A grande ironia que reside por trás da obra é que esta é a primeira em que Spears resolve tomar total controle dos versos, abraçando cada track e aproveitando seus recém-completados trinta anos para fazer uma declaração bem-vinda de empoderamento. Entretanto, boas intenções não são o suficiente para impedir que o resultado seja um tanto quanto datado, com progressões similares entre si e uma falta de tato no tocante à ousadia – e aqui me refiro especialmente à segunda metade do compilado, que se apaga em uma amálgama preguiçosa de auto-tunes e narrativas exploradas ad nauseam (e de forma coesa, diga-se de passagem). É claro que nem todas as canções são jogadas no lixo – e agradecemos de coração pelo fato de elas tornarem o álbum “ouvível”.
‘Britney Jean’ se inicia da maneira mais Britney que podemos imaginar – “Alien”. Ainda que a escrita das músicas não seja algo a que precisamos prestar atenção, a faixa em questão foge do convencional dentro da própria estrutura em que se respalda e é uma coesa que recupera o trabalho dance-pop de DJs como Avicii, Calvin Harris e David Guetta (e nos carrega para um refrão que rema contra a maré). “Mas as estrelas no céu parecem meu lar, leve-me para casa” é um dos brilhantes e pessoais versos, cortesia de William Orbit (uma das filiações de Madonna), transformando a iteração em algo que tem muito mais a dizer do que preza a ambiência distorcida. O mesmo acontece com a antêmica infusão sintética de “Work Bitch”, guiado pelo enredo de liberdade feminina.

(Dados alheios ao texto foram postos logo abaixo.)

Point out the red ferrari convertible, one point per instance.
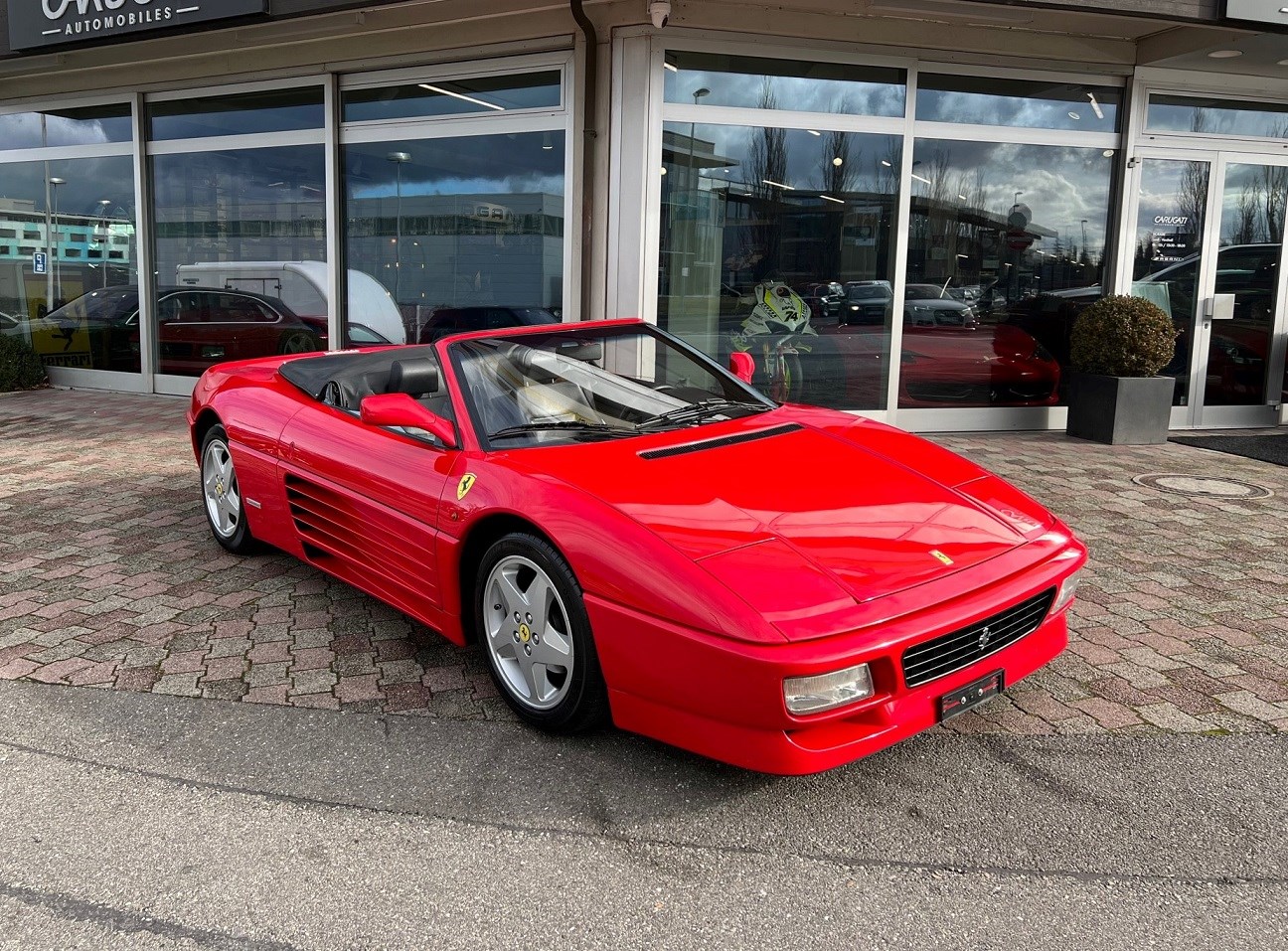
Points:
(631, 533)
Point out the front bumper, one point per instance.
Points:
(724, 699)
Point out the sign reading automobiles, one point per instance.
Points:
(38, 23)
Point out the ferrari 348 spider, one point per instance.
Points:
(632, 533)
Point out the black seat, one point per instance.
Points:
(416, 377)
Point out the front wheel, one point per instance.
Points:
(226, 512)
(534, 628)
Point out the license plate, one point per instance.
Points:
(971, 695)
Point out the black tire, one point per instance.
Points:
(568, 699)
(221, 495)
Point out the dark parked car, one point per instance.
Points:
(459, 320)
(196, 328)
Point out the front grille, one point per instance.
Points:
(962, 647)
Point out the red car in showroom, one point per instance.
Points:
(631, 533)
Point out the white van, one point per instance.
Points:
(301, 286)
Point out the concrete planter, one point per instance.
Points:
(1119, 410)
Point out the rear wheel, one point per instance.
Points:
(226, 512)
(534, 628)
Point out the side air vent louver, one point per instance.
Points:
(722, 441)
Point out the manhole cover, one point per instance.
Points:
(1204, 485)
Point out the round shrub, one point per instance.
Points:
(20, 366)
(1122, 337)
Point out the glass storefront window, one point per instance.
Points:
(715, 79)
(86, 125)
(1018, 103)
(79, 217)
(1006, 243)
(240, 241)
(453, 96)
(279, 109)
(1188, 113)
(778, 242)
(462, 233)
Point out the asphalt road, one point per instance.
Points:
(140, 821)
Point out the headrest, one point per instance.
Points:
(413, 377)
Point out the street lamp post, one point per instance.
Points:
(399, 159)
(52, 241)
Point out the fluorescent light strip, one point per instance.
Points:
(461, 95)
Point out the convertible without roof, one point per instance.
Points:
(631, 533)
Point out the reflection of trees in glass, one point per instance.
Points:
(766, 161)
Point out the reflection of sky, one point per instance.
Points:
(1061, 185)
(823, 86)
(77, 128)
(236, 178)
(536, 90)
(1173, 113)
(1015, 103)
(87, 182)
(471, 164)
(238, 115)
(809, 157)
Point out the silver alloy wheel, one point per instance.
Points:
(219, 485)
(529, 635)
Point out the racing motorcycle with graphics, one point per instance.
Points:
(775, 334)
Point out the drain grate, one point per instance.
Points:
(1206, 486)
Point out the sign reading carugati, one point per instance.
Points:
(39, 23)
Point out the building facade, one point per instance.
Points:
(942, 183)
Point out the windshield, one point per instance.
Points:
(107, 305)
(592, 385)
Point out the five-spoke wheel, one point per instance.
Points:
(534, 628)
(222, 494)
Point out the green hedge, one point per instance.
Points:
(20, 366)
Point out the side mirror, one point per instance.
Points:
(401, 410)
(742, 365)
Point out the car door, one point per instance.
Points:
(368, 504)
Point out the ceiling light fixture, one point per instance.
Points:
(461, 95)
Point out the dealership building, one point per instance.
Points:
(943, 183)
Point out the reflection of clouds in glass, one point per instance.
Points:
(22, 130)
(808, 157)
(975, 108)
(1061, 185)
(791, 93)
(86, 182)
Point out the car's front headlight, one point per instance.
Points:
(1068, 587)
(805, 695)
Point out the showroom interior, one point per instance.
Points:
(944, 185)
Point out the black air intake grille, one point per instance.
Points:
(962, 647)
(722, 441)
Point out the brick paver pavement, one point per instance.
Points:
(108, 577)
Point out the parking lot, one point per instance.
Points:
(207, 751)
(109, 578)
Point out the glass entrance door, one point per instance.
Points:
(1209, 250)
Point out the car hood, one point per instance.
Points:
(796, 517)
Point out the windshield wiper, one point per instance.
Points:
(696, 412)
(572, 425)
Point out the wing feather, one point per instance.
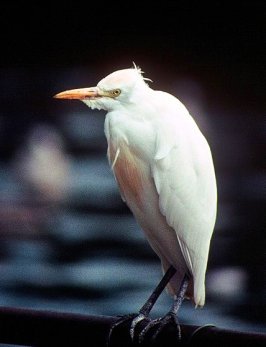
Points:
(185, 181)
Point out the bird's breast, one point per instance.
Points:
(129, 170)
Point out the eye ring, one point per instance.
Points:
(116, 92)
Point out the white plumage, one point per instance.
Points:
(164, 170)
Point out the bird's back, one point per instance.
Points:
(165, 173)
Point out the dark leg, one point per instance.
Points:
(171, 316)
(146, 308)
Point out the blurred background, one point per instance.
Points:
(67, 241)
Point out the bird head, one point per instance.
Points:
(119, 88)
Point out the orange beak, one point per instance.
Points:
(79, 94)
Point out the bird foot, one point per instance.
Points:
(162, 322)
(140, 317)
(135, 317)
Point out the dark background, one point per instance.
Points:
(69, 243)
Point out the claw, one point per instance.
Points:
(140, 317)
(121, 320)
(162, 322)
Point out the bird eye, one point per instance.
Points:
(116, 92)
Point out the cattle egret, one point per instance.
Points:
(164, 169)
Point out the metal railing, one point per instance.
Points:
(44, 328)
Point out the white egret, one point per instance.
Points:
(164, 169)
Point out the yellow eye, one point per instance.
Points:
(116, 92)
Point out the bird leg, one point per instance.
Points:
(146, 308)
(171, 316)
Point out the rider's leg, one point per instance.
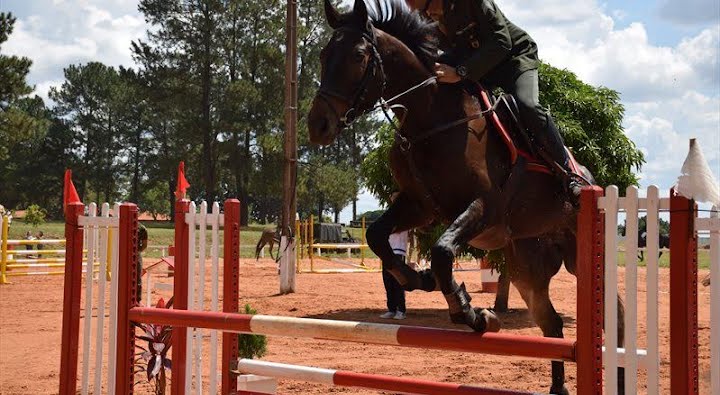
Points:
(539, 122)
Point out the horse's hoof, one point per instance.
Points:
(492, 323)
(427, 280)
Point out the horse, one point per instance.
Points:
(450, 165)
(663, 242)
(268, 237)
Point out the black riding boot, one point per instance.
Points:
(552, 149)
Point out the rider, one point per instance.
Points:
(484, 46)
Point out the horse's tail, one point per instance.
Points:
(259, 248)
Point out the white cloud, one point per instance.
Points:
(671, 93)
(662, 131)
(690, 12)
(58, 33)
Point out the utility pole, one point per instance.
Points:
(287, 239)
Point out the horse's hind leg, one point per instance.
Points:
(403, 214)
(470, 223)
(551, 324)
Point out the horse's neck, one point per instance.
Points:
(403, 71)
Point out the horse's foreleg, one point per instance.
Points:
(464, 228)
(403, 214)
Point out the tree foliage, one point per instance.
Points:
(589, 118)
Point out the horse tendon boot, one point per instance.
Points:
(461, 312)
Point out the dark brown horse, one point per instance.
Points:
(449, 164)
(269, 237)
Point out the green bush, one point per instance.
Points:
(251, 346)
(34, 215)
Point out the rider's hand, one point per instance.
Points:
(446, 74)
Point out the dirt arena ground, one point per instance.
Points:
(31, 318)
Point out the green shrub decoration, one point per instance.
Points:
(35, 215)
(251, 346)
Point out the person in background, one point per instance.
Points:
(29, 236)
(40, 246)
(393, 290)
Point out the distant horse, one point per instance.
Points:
(663, 242)
(268, 237)
(450, 165)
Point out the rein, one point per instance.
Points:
(406, 142)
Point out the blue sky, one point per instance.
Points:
(662, 56)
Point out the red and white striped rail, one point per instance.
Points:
(595, 268)
(363, 380)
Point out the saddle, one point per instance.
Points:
(504, 114)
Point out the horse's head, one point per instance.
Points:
(351, 76)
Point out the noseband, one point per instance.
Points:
(373, 67)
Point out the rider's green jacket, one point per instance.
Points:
(492, 49)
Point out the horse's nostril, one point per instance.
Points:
(323, 126)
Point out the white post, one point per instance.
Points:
(651, 264)
(87, 328)
(190, 220)
(287, 265)
(715, 304)
(610, 359)
(114, 270)
(200, 297)
(99, 329)
(631, 236)
(214, 254)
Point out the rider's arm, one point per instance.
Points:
(495, 42)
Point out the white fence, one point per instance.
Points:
(631, 207)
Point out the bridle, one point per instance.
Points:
(373, 68)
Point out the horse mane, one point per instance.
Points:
(397, 19)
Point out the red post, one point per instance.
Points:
(590, 292)
(71, 299)
(683, 297)
(231, 291)
(180, 301)
(127, 297)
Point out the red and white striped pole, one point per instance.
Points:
(683, 297)
(71, 299)
(590, 295)
(231, 290)
(180, 296)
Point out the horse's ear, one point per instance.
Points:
(331, 14)
(360, 12)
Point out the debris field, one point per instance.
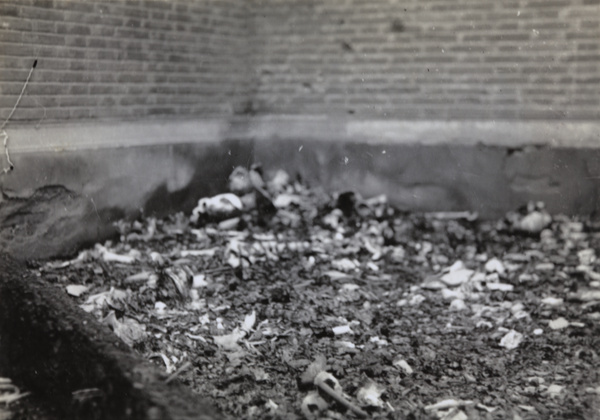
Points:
(277, 300)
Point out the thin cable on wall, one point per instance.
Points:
(3, 132)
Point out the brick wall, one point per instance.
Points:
(383, 59)
(429, 59)
(121, 59)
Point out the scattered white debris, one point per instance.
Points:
(403, 364)
(558, 324)
(511, 340)
(416, 300)
(77, 289)
(502, 287)
(445, 404)
(554, 390)
(544, 267)
(458, 305)
(199, 280)
(587, 256)
(370, 394)
(534, 222)
(552, 301)
(313, 405)
(342, 329)
(494, 265)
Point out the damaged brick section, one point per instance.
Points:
(61, 354)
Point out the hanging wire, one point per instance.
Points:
(3, 132)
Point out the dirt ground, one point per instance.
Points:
(332, 306)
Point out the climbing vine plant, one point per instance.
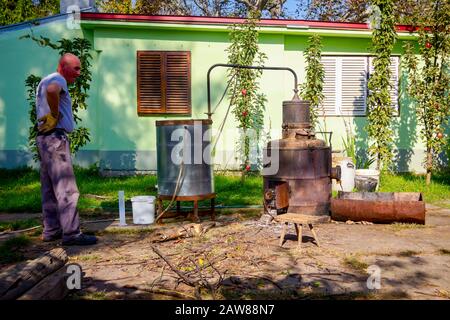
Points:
(78, 90)
(429, 81)
(312, 89)
(379, 104)
(248, 104)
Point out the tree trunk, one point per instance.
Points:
(429, 166)
(24, 276)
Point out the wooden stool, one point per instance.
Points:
(299, 220)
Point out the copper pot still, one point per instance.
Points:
(297, 169)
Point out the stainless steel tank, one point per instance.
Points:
(184, 143)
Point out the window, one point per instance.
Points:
(345, 84)
(164, 82)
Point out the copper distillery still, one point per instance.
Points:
(302, 183)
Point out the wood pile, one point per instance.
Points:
(43, 278)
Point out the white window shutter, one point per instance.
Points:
(329, 85)
(353, 85)
(393, 90)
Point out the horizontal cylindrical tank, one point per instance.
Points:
(184, 145)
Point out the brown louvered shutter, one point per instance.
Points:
(164, 84)
(149, 82)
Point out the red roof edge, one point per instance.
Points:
(226, 20)
(231, 20)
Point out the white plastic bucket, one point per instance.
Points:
(347, 182)
(143, 209)
(368, 173)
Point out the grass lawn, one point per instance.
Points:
(20, 189)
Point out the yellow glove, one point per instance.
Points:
(48, 122)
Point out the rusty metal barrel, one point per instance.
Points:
(379, 207)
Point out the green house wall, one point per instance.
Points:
(122, 140)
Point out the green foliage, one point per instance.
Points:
(78, 90)
(315, 73)
(247, 102)
(15, 11)
(380, 110)
(429, 81)
(18, 225)
(31, 83)
(20, 189)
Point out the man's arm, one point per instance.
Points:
(53, 92)
(50, 120)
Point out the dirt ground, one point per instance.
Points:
(240, 258)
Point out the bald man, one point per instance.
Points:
(58, 185)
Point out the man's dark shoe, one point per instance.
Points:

Além das duas faixas supracitadas, temos talvez outras duas que ficam acima da mediocridade. “Perfume”, composta por Sia, abre portas para o synth-pop e surpreendentemente se transmuta numa power-ballad que se afasta do EDM e permite que Britney entregue vocais maduros e sem a necessidade da máscara eletrônica – algo que, devo dizer, é um dos pontos de convergência de deslizes amadores. Os sintetizadores, nesta faixa, se aglutinam a uma rendição de melancolia romântica que nos arremessa de volta para “Don’t Let Me Be the Last to Know”, por exemplo – pincelados com violoncelos, a demarcação do piano e uma retumbante repetição sonora que reflete a paranoia discriminada pela artista; e “Til It’s Gone”, uma conceitual arquitetura que bebe do avant-EDM do início da década e que continua a traçar caminhos desbravados por ‘MDNA’ e ‘ARTPOP’. Isso significa que seja boa? Deixo a pergunta para que vocês respondam.
Tudo explode em demasia cansativa – em outras palavras, a falta de uma edição mais sólida deixa que gêneros diferentes lutem entre si para ver qual carrega a maior potência. “Now That I Found You”, apesar de uma nostalgia imbatível de alguns anos, a suavidade das primeiras estrofes e a própria identidade imprimida por Spears não combina em nenhum momento (aliás, poderíamos nos deliciar apenas com o refrão instrumental, nos esquecendo de qualquer outro elemento que aparece na faixa); “It Should Be Easy”, “Tik Tik Boom” e “Body Ache” formam o trio das criações que, caso tivessem abraçado o camp como prometeram, seriam ótimas – mas nenhuma delas sabe em que direção seguir. “Don’t Cry” e “Brightest Morning Star” também seriam melhor aproveitadas se apostassem fichas na vulnerabilidade da cantora. E, por fim, temos a inexplicável existência do dueto “Chillin’ With You”.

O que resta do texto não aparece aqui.